Patrick Trevor-Roper


Patrick Dacre Trevor-Roper, British eye surgeon, author and pioneer gay rights activist, was one of the first people in the United Kingdom to "come out" as openly gay, and played a leading role in the campaign to repeal the UK's anti-gay laws.

Life and career

He was born in Northumberland, the son of a doctor, and the brother of historian Hugh Trevor-Roper. He was educated at Charterhouse, the University of Cambridge and the Westminster Medical School. During World War II he served in the Royal New Zealand Army Medical Corps in the Mediterranean. After the war he became a specialist in ophthalmic surgery, and divided his working life between work in public hospitals and a lucrative private practice in London.
In 1955 Trevor-Roper agreed to appear as a witness before the Wolfenden Committee, which had been appointed by the British government to investigate whether male homosexuality should remain a crime. He was one of only three men who could be found to appear as openly gay witnesses before the Committee. The others were the journalist Peter Wildeblood and Carl Winter, director of the Fitzwilliam Museum.
Trevor-Roper told the Wolfenden Committee that the majority of gay men led normal and well-adjusted lives, posed no threat to children or public morality, and that homosexuality was not a physical or mental illness. He pointed out that the existing laws did nothing but encourage blackmailers. He argued that the age of consent should be lowered to 16, and told the committee that many young gay men committed or attempted suicide because of isolation or depression induced by homophobia.
These were highly controversial views in the 1950s. Trevor-Roper's testimony helped persuade the Committee to recommend that male homosexuality should be decriminalised, which was finally done, after a long political struggle, in 1967.
Trevor-Roper remained an active gay rights activist, campaigning in particular for the abolition of the discriminatory age of consent laws. When the AIDS epidemic appeared in the early 1980s, Trevor-Roper was one of the founders of the Terrence Higgins Trust, the United Kingdom's leading AIDS service organisation, which held its first meeting at his home.
The other cause to which Trevor-Roper devoted himself was better access to ophthalmic medicine, both in the United Kingdom and in African countries. He campaigned successfully for the repeal of British laws which prevented the sale of cheap spectacles, against the resistance of the opticians' lobby.

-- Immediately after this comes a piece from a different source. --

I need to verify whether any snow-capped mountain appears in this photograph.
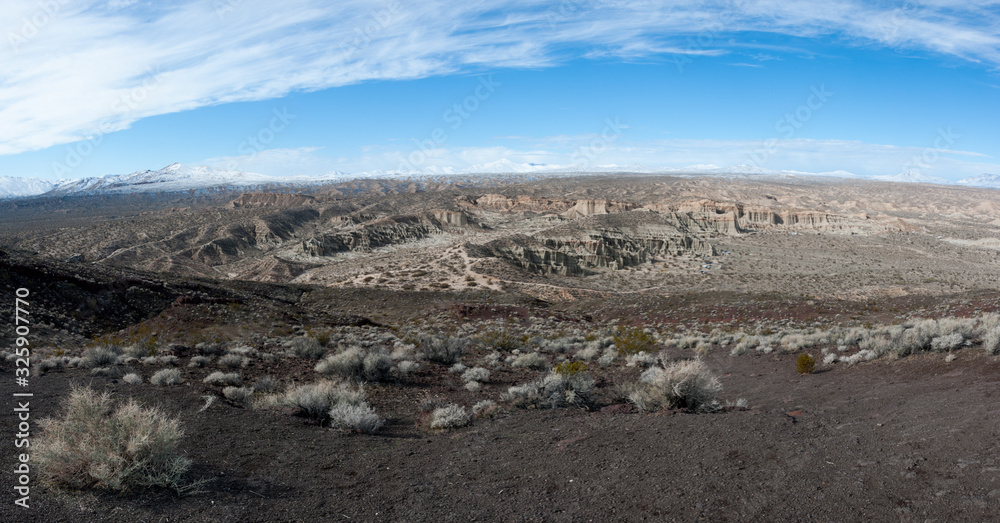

In 1983, he helped finance Peter Risdon in his successful challenge to the opticians' monopoly in the UK, a challenge that led directly to the legalisation of the sale of reading glasses without prescription. He founded the Haile Selassie Eye Hospital in Addis Ababa, Ethiopia and assisted in the founding of similar hospitals in Nigeria and Sierra Leone.
Trevor-Roper was a lover of architecture and active in heritage conservation causes in the United Kingdom at a time when this was not a fashionable cause.. He was a founding Trustee of the Spitalfields Historic Buildings Trust and his house was used as the office for the Thirties Society - later the Twentieth Century Society, which he helped to found.
In his 1970 book The World Through Blunted Sight, revised in 1988, he explored how faulty or failing eyesight affected the style and technique of writers and artists. Looking at the effects of myopia, cataracts, colour blindness, squints and total blindness he speculated on what the impact would have been on artists had they worn glasses.
His patients included Nancy Mitford.

Works

The Patrick Trevor Roper Award is an award for undergraduate medical students from the UK and Eire in Ophthalmology.